Richtig, sie war ja hier, um eine medizinische Diagnose zu stellen. Willa schaffte es irgendwie, in den Raum zu nicken, ohne wie eine Bekloppte ihre neue Patientin weiter anzustarren. Ihr Herz hatte ungefragt einfach angefangen zu wummern, und sie merkte, dass sich ihre Wangen heiß anfühlten. Eine unleidige Angewohnheit, wenn Frauen ihr gut gefielen. Und diese Feuerwehrfrau namens Maxi Gnädig hier war die unangefochtene Nummer eins in ihrer Hitparade des Gefallens.

Es fiel ihr schwer, sich auf ihr medizinisches Fachwissen zu konzentrieren.

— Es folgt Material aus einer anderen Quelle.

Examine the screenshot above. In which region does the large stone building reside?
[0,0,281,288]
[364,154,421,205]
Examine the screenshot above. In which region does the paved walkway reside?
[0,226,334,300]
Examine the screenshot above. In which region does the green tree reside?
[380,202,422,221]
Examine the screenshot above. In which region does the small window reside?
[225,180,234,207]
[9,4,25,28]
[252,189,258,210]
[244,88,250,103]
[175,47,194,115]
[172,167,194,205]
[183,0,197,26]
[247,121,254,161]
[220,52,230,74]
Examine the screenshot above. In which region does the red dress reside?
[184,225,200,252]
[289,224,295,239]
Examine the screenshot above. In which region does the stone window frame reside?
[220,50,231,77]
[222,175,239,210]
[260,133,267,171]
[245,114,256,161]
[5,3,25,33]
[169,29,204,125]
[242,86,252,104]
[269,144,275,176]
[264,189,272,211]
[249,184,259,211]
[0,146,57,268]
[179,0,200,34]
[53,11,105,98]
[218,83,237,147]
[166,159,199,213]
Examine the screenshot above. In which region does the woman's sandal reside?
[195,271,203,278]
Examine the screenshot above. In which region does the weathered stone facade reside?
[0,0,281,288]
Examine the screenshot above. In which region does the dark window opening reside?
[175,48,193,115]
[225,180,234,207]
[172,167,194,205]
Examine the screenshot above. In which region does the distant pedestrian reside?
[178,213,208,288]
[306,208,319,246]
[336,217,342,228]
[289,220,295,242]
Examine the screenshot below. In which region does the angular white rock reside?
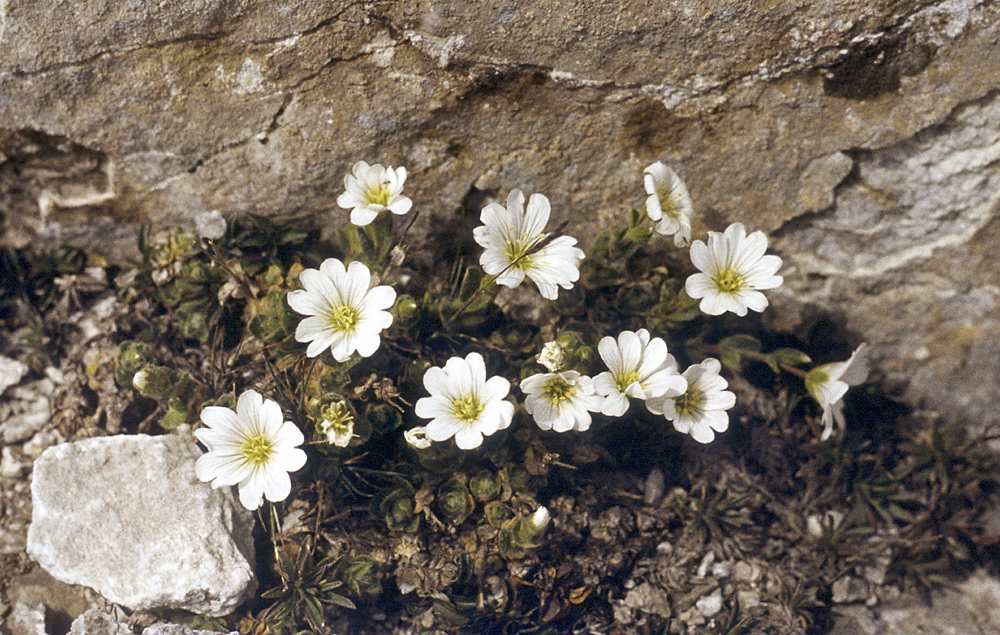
[27,434,256,616]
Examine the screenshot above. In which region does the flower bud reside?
[531,505,552,531]
[132,365,177,399]
[538,338,566,373]
[497,506,551,557]
[437,478,475,527]
[376,483,420,531]
[403,426,432,450]
[336,556,382,598]
[115,341,153,388]
[469,470,502,501]
[392,294,420,326]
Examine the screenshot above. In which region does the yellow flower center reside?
[656,183,680,220]
[615,370,642,392]
[328,304,361,333]
[542,377,576,406]
[318,402,354,447]
[365,183,389,207]
[503,234,536,271]
[712,269,743,293]
[451,395,483,423]
[240,434,274,467]
[674,390,701,416]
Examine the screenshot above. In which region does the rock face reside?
[0,0,1000,423]
[27,434,256,615]
[69,609,235,635]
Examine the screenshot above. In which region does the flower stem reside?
[702,344,809,379]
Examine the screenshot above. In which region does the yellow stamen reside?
[615,370,642,392]
[327,304,361,333]
[240,434,274,467]
[365,183,389,207]
[542,377,576,406]
[451,395,483,423]
[674,390,701,416]
[503,238,535,271]
[712,269,743,293]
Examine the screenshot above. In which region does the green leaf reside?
[767,348,812,372]
[327,593,358,610]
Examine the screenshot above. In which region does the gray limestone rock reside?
[0,0,1000,460]
[69,608,235,635]
[27,434,256,615]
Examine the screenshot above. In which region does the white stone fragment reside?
[0,356,28,394]
[27,434,256,615]
[694,589,722,617]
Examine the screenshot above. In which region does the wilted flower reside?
[194,390,306,509]
[594,329,687,417]
[288,258,396,362]
[415,353,514,450]
[538,342,566,373]
[316,401,354,448]
[684,223,782,316]
[646,358,736,443]
[497,506,552,557]
[521,370,603,432]
[403,426,432,450]
[643,161,692,247]
[473,190,583,300]
[806,344,868,441]
[337,161,413,227]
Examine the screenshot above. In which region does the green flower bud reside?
[376,483,420,531]
[469,470,502,501]
[506,465,531,492]
[115,341,153,388]
[483,501,513,529]
[132,364,178,399]
[497,507,550,558]
[437,478,475,527]
[392,295,420,326]
[180,260,208,283]
[316,401,354,448]
[336,556,382,598]
[160,397,188,430]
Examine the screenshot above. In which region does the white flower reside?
[594,329,687,417]
[316,401,354,448]
[684,223,782,316]
[643,161,692,247]
[403,426,431,450]
[521,370,603,432]
[194,390,306,509]
[531,505,552,529]
[337,161,413,227]
[538,342,566,373]
[288,258,396,362]
[646,358,736,443]
[416,353,514,450]
[806,344,868,441]
[473,190,583,300]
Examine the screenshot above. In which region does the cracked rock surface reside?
[27,434,256,615]
[0,0,1000,438]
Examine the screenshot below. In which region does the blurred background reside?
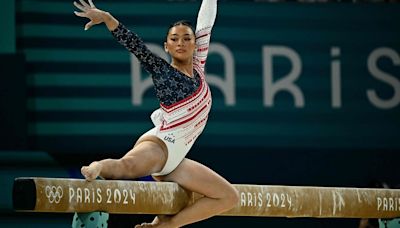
[0,0,400,228]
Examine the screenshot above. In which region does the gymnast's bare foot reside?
[135,215,178,228]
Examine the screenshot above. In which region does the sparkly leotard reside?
[112,0,217,175]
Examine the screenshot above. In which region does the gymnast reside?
[74,0,239,227]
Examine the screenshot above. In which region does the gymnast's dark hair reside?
[165,20,195,40]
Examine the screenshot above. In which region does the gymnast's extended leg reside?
[136,158,239,228]
[81,136,168,181]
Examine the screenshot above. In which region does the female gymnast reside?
[74,0,239,227]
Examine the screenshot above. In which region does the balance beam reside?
[13,177,400,218]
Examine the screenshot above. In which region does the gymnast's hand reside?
[74,0,107,30]
[81,162,101,181]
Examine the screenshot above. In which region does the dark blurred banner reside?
[16,0,400,153]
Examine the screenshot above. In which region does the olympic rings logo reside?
[45,186,64,203]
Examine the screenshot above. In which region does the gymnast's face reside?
[164,25,196,61]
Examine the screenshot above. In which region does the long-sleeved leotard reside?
[112,0,217,175]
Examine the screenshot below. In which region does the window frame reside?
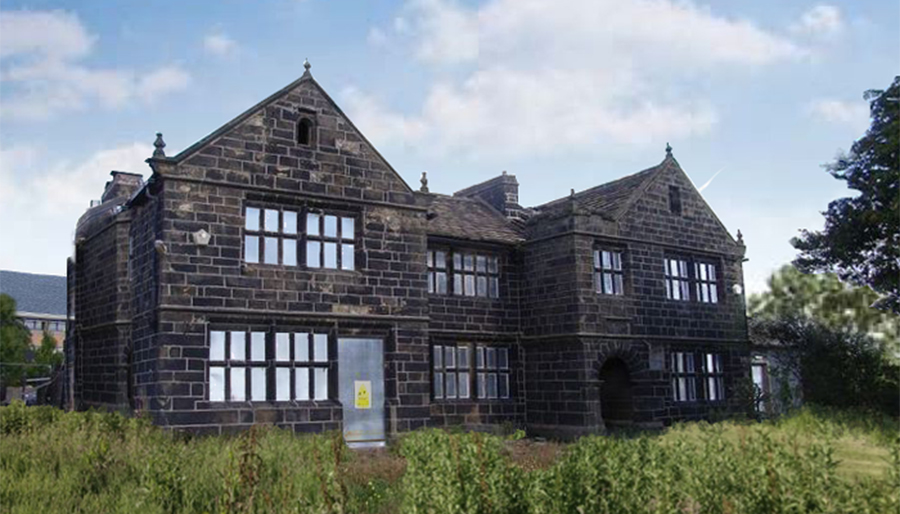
[594,246,625,296]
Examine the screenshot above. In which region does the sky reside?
[0,0,900,293]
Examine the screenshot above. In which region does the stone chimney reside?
[453,171,527,221]
[100,171,143,202]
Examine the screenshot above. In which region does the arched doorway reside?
[600,357,634,428]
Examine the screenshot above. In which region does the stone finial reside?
[153,132,166,158]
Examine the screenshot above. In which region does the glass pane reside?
[265,237,278,264]
[281,239,297,266]
[444,346,456,369]
[263,209,278,232]
[209,332,225,361]
[275,368,291,402]
[281,211,297,234]
[325,215,337,237]
[341,244,356,270]
[275,332,291,362]
[294,368,309,401]
[341,218,356,240]
[306,214,322,236]
[306,241,322,268]
[486,348,497,369]
[465,275,475,296]
[231,332,247,361]
[313,334,328,362]
[209,367,225,402]
[444,373,456,398]
[456,346,469,369]
[244,207,259,231]
[250,368,266,402]
[229,368,247,402]
[432,346,444,369]
[315,368,328,400]
[323,243,337,269]
[294,332,309,362]
[250,332,266,362]
[244,236,259,264]
[457,372,469,398]
[431,373,444,399]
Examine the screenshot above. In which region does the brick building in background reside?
[67,66,750,445]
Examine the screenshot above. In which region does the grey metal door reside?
[338,338,385,448]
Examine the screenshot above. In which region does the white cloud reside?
[356,0,806,156]
[0,11,190,121]
[0,143,153,274]
[203,32,238,57]
[791,4,844,37]
[806,98,869,132]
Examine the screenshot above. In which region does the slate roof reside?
[534,158,678,220]
[0,270,67,316]
[417,194,524,244]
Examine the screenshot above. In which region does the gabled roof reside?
[534,157,678,220]
[416,193,524,244]
[0,270,68,316]
[164,67,413,192]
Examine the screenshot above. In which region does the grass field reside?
[0,405,900,513]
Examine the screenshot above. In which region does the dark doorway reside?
[600,357,634,428]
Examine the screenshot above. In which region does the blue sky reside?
[0,0,900,292]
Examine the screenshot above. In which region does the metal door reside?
[338,338,385,448]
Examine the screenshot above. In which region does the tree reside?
[0,294,31,392]
[747,265,900,358]
[791,76,900,314]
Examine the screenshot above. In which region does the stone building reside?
[68,66,750,445]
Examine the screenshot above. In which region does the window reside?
[297,118,313,146]
[669,186,681,216]
[694,262,719,303]
[428,250,447,294]
[209,331,268,402]
[451,251,500,298]
[703,353,725,402]
[306,212,356,270]
[475,345,509,399]
[244,207,297,266]
[664,258,691,301]
[432,345,470,400]
[432,345,510,400]
[209,331,329,402]
[594,250,625,295]
[672,352,697,402]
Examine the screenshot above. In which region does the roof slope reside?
[0,270,67,316]
[535,158,675,219]
[417,194,524,244]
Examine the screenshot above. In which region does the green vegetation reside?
[0,404,900,513]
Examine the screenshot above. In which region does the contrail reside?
[697,168,725,193]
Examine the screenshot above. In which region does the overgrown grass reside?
[0,404,900,513]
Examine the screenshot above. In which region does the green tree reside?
[747,265,900,358]
[791,76,900,314]
[0,294,31,391]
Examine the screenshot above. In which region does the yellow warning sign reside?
[353,380,372,409]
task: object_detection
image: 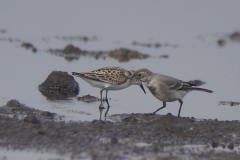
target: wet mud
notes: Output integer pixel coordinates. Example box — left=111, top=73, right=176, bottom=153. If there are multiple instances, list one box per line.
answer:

Willa blätterte in den Ergebnissen der Untersuchungen, um sich zu sortieren und sich die Sachlage ins Gedächtnis zurückzurufen. Röntgenbilder – nichts gebrochen. Lunge intakt. Ultraschall – keine inneren Blutungen im Bauchraum. Die Feuerwehrfrau hatte mehr Glück als Verstand gehabt. Pferdetritte in die Rippen gingen selten so glimpflich ab. Was nicht heißen sollte, dass sie nicht Schmerzen kriegen würde, die einen Heiligen in die Knie zwingen würden.

Eine weitere wichtige Information bohrte sich in ihr Hirn. Die Patientin hatte eine Adresse in Weiler. Willas Herz wummerte bei dieser Tatsache fast noch mehr. Gerade sah sie sich einem Phänomen ausgesetzt, dessen Existenz sie für einen Mythos gehalten hatte: Liebe auf den ersten Blick.

Noch konfuser als vor dem Blick in die Unterlagen räusperte Willa sich und wappnete sich für erneuten Augenkontakt. Die beiden Frauen im Raum warteten auf ihr ärztliches Urteil. Neben der Schwester stand sogar eine gepackte Reisetasche. Wahrscheinlich rechneten sie mit der Aufnahme auf Station.

Das war doch mal ein Faktum, mit dem sie anfangen könnte, ohne sich lächerlich zu machen. »Die gute Nachricht ist, Sie werden nicht hierbleiben müssen, weil Ihre Rippen vollkommen intakt sind und auch sonst keine Organe betroffen sind.« Willa hielt das Röntgenbild hin und zeigte auf die Rippenbögen.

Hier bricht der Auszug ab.